SCHIFFAHRT Volatile Raten, hohe Zuschläge, unpünktliche Liniendienste, ad-hoc gestrichene Abfahrten und Probleme im Hafenvor- oder –nachlauf sorgen für Unruhe im Seefrachtmarkt. In der Logistik sind vermehrt Agilität, Flexibilität und Krisenmanagement nötig.

Nach Jahren niedriger Seefrachtraten hat sich 2017 das Blatt gewendet. Bis September schien es, als hätten die Containerlinien endlich ihre Überkapazitäten in den Griff bekommen. Die Raten waren resp. sind so hoch wie seit Jahren nicht mehr, insbesondere im Reefer-Segment. Dazu beigetragen haben Konkurse, Fusionen, die Neustrukturierung der Allianzen und die Verringerung des Kapazitätsangebots.

Vor allem die Zusammenschlüsse von Hapag-Lloyd und UASC, Maersk und Hamburg Süd, COSCO Shipping und OOCL sowie der Containerabteilungen der japanischen Reedereien NYK, MOL und „K“-Line zu Japan-Alliance One haben in den letzten 12 Monaten zu Kapazitätsbereinigungen geführt. Ein Ende der Fusionswelle ist noch nicht in Sicht. So gibt es beispielsweise Spekulationen über eine Übernahme von Hapag-Lloyd durch Maersk in zwei Jahren. Die Verschuldung in der Schifffahrtsindustrie ist weiterhin hoch und der ROIC (Return on Invested Capital) niedrig.

Zunehmende Marktkonzentration
Der Konkurs der siebtgrössten Reederei der Welt, Hanjin Shipping, im Herbst letzten Jahres war die bislang grösste Firmenpleite in der Geschichte des Seetransportwesens. Rund 500’000 Container waren betroffen. Aber auch andere Reedereien und Schiffsfonds sind durch die langjährige Ratenbaisse in Not geraten und mussten letztendlich die Segel streichen. Dies hat zu einer Verknappung des Kapazitätsangebots und grosser Verunsicherung im Handel geführt.

Die Reduzierung der Reedereiallianzen auf drei per 1. April d.J. und die Neustrukturierung der Routen und Fahrpläne brachte erst einmal Chaos. Es kam zu Engpässen an den Seeterminals und im Hafenvor- und -nachlauf. Die längeren Liegezeiten der Grossschiffe, die jetzt Monat für Monat in Fahrt kommen, und schlechtes Wetter im Frühjahr brachten die Fahrtzeiten durcheinander.
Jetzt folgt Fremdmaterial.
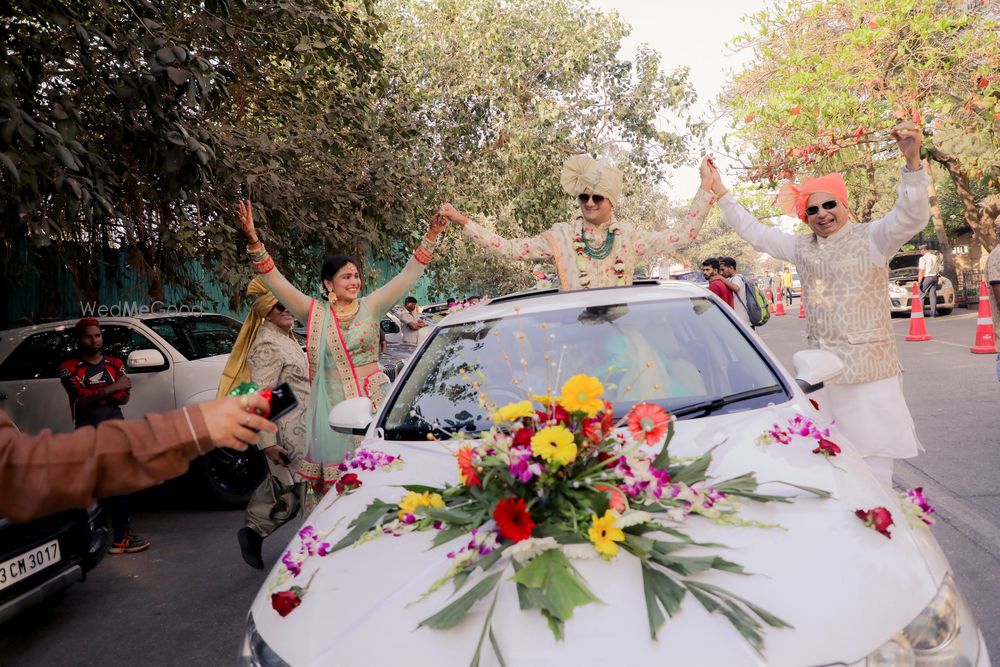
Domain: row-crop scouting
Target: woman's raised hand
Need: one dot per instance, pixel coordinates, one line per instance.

In der Folge häuften sich verspätete Abfahrten oder ad-hoc Streichungen. Mit Beginn der Hurricane- und Taifun-Saison kommt es seit einigen Wochen wieder vermehrt zu Störungen.

Für Verlader und Spediteure waren/sind dies alles keine guten Nachrichten. Sie haben jetzt weniger Auswahl bei ihren Buchungen und weniger Preiswettbewerb. So gibt es beispielsweise jetzt nur noch sieben „Global Player“ im Asien-Europa Verkehr.

Die Ratenbildung ist offiziell nicht Bestandteil der Allianzen. Die Schifffahrtsgesellschaften dürfen nur operativ zusammenarbeiten. Jede Reederei vermarktet ihre Stellplätze selbst. Doch die starke Konzentration auf der Reederseite hat die Verhandlungspartner im stark fragmentierten Speditions- und Verladermarkt unter Druck gesetzt. Gleichzeitig treibt sie die Konsolidierung auf Seiten der (Seefracht-)Spediteure voran. Verladerverbände wie der European Shippers Council verfolgen die Entwicklung mit grossem Misstrauen.

Ärger über Zuschläge
Neben den hohen Frachtraten ärgern sich Spediteure wie Verlader zudem über Reedereizuschläge wie die No-Show- oder Booking-Cancellation-Fees. Diese wurden in den letzten Monaten für nicht angelieferte Container eingeführt, nachdem sich aufgrund von Kapazitätsengpässe im Asien- sowie Nah- und Mittelostverkehr so genannte „Dummy“-Buchungen gehäuft hatten. Einige Speditionen versuchten durch Pauschalbuchungen, Laderaum für ihre Kunden zu sichern. Allerdings wurden die Reservierungen dann häufig in letzter Minute annulliert und die Stellplätze blieben leer.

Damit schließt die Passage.